Tom était enfin arrivé. L'air frais du port lui flattait les narines dans un concert olfactif. Une corne de brume lui souhaita la bienvenue. Les premiers clients ne tarderaient pas à se montrer, esclaves anonymes d'une sexualité tarifée dans un monde sans amour.
Vera lui apparut soudain au milieu des poissons morts. Elle aussi avait des orbites vides. Sa chevelure naguère rouge pendait lamentablement le long de son corps désarticulé. « Qu'était-il arrivé à la sirène de chez Moe ? ». Tom ne le saurait probablement jamais. Il se souvenait seulement des voitures de police en bas de son immeuble, de l'officier lui intimant l'ordre de ne pas rentrer et de la grosse voisine en larmes. La dure réalité l'avait rattrapé : celle du macadam froid et cruel, des lumières trop vives et des regards convenus. Tom avait couru le plus loin possible, le long des ruelles sombres, à travers les lignes de chemin de fer et s'était réfugié dans une autre ville. Il avait de nouveau succombé aux charmes vénéneux de la Sœur Seringue et de la Mère Pipe à Eau, les seules infirmières capables de lui faire oublier l'absence de Vera.

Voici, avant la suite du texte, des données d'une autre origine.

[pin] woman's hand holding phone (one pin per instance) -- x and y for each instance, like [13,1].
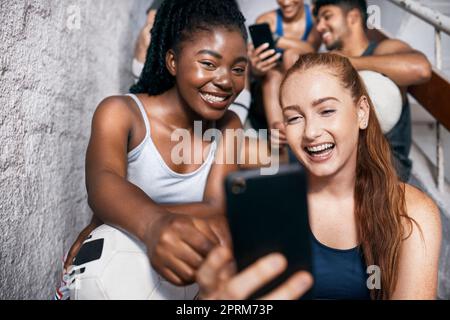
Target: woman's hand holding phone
[217,278]
[262,60]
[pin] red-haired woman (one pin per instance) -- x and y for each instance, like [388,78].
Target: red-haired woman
[360,213]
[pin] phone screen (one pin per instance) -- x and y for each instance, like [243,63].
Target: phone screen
[269,214]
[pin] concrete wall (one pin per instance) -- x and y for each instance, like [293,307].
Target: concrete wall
[58,60]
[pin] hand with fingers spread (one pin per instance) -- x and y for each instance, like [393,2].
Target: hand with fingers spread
[261,59]
[178,244]
[217,279]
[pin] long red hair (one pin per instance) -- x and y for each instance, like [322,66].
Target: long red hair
[379,194]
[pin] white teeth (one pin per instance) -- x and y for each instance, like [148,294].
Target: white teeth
[211,98]
[320,148]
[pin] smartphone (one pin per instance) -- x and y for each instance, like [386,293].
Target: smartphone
[261,34]
[269,214]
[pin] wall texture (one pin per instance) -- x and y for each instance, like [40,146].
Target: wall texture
[59,59]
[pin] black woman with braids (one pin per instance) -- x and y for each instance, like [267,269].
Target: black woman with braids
[195,68]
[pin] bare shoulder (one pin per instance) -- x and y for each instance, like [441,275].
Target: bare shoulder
[114,111]
[392,46]
[423,210]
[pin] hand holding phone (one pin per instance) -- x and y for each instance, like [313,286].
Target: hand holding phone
[263,53]
[268,214]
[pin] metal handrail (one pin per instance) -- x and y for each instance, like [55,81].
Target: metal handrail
[433,17]
[441,23]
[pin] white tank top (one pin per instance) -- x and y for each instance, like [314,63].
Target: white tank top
[148,171]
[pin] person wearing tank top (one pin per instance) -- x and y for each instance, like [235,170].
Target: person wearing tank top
[342,27]
[293,28]
[372,236]
[190,77]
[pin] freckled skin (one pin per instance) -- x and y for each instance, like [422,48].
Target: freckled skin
[330,122]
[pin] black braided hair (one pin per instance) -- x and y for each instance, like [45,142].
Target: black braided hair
[177,21]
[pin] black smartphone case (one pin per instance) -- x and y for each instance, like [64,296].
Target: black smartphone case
[270,214]
[260,34]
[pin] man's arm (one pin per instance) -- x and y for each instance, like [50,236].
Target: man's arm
[398,61]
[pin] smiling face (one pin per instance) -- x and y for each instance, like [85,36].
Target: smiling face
[290,8]
[332,26]
[322,121]
[210,70]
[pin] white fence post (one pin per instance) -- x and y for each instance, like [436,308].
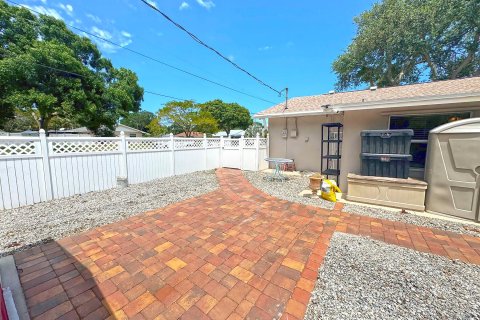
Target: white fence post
[221,152]
[205,150]
[172,145]
[47,175]
[257,152]
[268,145]
[123,179]
[241,146]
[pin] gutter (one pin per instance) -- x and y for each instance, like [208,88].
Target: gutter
[384,104]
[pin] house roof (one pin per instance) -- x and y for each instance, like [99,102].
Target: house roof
[401,96]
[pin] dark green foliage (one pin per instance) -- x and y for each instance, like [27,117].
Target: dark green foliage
[405,41]
[229,116]
[34,50]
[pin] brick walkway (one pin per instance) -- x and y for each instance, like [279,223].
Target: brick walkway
[231,254]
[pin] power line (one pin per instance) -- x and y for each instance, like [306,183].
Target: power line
[77,75]
[198,40]
[150,58]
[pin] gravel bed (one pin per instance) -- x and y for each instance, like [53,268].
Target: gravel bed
[289,190]
[42,222]
[286,190]
[457,227]
[363,278]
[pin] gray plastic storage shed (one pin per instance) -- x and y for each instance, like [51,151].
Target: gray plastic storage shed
[453,169]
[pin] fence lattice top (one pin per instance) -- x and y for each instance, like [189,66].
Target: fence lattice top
[148,144]
[17,148]
[188,143]
[61,147]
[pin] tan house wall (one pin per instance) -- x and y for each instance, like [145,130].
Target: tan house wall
[305,148]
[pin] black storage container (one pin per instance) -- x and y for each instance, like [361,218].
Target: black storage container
[386,165]
[387,141]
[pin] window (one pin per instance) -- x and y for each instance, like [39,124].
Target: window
[421,125]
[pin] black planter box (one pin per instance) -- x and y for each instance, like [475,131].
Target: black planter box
[386,141]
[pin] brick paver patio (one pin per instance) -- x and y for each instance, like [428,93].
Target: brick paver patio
[234,253]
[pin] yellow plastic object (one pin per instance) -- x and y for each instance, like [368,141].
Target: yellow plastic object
[329,187]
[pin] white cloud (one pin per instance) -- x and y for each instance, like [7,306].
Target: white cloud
[94,18]
[265,48]
[123,38]
[44,10]
[125,42]
[126,34]
[208,4]
[153,3]
[184,6]
[67,8]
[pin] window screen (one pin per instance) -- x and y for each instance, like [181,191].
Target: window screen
[421,126]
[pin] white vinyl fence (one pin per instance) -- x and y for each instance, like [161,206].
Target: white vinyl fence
[36,169]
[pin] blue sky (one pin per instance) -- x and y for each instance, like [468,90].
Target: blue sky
[283,42]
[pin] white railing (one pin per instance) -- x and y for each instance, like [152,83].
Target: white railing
[36,169]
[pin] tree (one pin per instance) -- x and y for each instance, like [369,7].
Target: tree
[187,116]
[155,128]
[138,120]
[228,115]
[50,72]
[405,41]
[254,128]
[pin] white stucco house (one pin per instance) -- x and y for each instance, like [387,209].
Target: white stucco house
[296,131]
[235,133]
[85,132]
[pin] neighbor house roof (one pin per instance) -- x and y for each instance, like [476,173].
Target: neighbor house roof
[438,92]
[233,132]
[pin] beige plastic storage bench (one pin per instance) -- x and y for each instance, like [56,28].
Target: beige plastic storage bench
[391,192]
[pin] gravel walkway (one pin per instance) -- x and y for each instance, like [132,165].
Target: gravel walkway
[473,230]
[286,190]
[363,278]
[290,189]
[25,226]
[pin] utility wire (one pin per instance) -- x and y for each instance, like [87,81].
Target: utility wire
[198,40]
[150,58]
[77,75]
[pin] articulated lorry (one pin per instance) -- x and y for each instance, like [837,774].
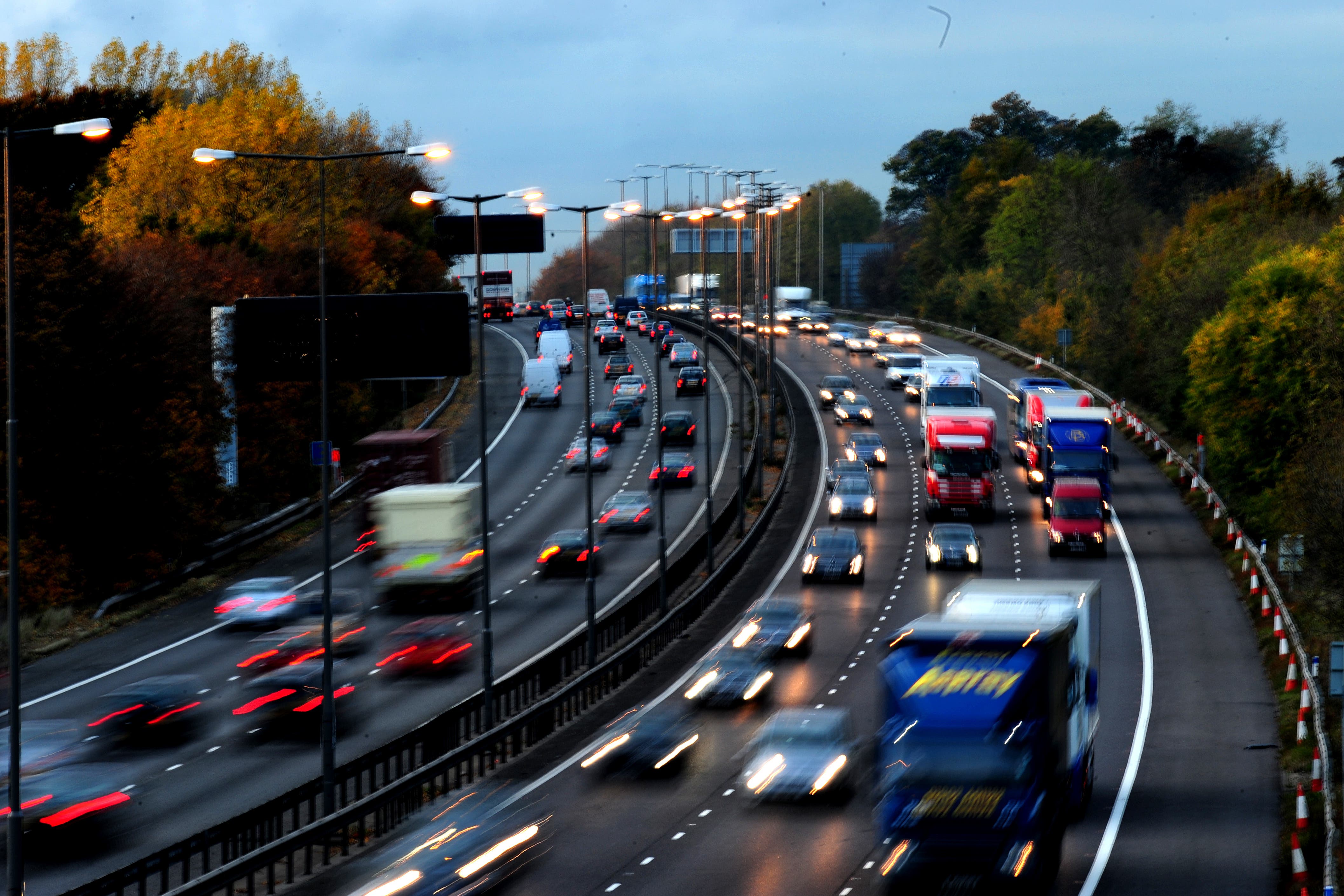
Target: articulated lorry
[986,753]
[960,457]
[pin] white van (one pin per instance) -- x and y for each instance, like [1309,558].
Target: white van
[541,382]
[556,346]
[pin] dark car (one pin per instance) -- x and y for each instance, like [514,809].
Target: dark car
[678,469]
[773,627]
[832,387]
[609,426]
[644,741]
[953,546]
[834,555]
[631,411]
[617,366]
[678,428]
[566,554]
[691,381]
[163,709]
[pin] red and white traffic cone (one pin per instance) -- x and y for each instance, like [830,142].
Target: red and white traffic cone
[1299,863]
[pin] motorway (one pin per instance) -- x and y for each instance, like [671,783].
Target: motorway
[230,769]
[1181,805]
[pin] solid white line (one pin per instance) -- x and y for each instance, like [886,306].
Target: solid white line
[1146,710]
[518,409]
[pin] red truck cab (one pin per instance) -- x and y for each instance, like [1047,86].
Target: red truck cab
[960,458]
[1077,519]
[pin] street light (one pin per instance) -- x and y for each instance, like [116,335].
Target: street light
[208,156]
[91,128]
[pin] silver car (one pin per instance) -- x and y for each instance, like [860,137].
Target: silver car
[627,512]
[260,604]
[800,754]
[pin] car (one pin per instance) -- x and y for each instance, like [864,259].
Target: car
[432,645]
[867,448]
[619,366]
[834,554]
[851,408]
[853,498]
[678,469]
[627,512]
[577,458]
[773,627]
[953,546]
[678,428]
[611,342]
[842,467]
[566,554]
[832,386]
[644,741]
[691,381]
[607,425]
[631,386]
[802,754]
[631,411]
[259,604]
[728,677]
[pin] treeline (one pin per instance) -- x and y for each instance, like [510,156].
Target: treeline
[1201,280]
[123,246]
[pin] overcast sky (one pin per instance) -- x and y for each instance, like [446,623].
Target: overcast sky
[568,95]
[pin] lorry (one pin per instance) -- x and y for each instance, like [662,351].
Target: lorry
[986,750]
[949,381]
[1076,441]
[960,460]
[426,547]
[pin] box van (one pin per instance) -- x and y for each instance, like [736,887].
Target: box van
[556,346]
[541,382]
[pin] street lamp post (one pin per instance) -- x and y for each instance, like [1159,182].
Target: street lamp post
[92,128]
[212,156]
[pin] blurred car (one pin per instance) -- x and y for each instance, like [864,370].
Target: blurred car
[678,428]
[800,754]
[775,625]
[631,386]
[630,410]
[691,381]
[577,458]
[566,554]
[259,604]
[619,364]
[607,425]
[650,739]
[867,448]
[678,469]
[853,409]
[953,546]
[290,699]
[834,555]
[853,499]
[156,710]
[470,847]
[627,512]
[729,677]
[426,645]
[831,387]
[841,468]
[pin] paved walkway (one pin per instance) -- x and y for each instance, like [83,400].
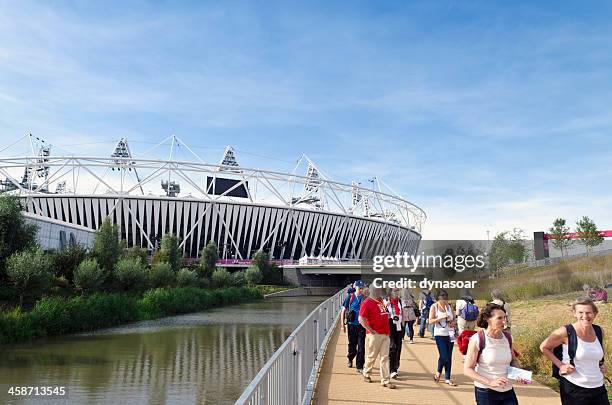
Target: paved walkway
[339,384]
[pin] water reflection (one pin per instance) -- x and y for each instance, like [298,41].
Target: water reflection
[206,357]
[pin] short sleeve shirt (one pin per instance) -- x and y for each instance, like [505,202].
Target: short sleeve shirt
[375,313]
[355,305]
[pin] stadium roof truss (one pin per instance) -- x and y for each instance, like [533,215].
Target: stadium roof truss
[122,176]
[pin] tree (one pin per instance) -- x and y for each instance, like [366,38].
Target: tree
[131,274]
[517,252]
[253,276]
[15,233]
[64,262]
[558,235]
[221,278]
[28,272]
[88,276]
[161,275]
[137,252]
[106,247]
[208,261]
[588,234]
[507,249]
[187,278]
[170,251]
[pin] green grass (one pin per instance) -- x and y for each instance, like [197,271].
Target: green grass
[534,319]
[57,315]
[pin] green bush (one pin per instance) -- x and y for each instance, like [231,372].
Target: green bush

« Dans ta voiture ou ailleurs ? ». Tom avait l'embarras du choix, le client n'était pas trop regardant. Il opta pour le confort rassurant d'une bonne berline américaine et de la moquette bouclée d'une banquette de luxe. Tom prit les billets puis avala une poignée de bonbons roses. Il gratifia le gras du bide de son plus beau sourire avant de dégrafer son pantalon.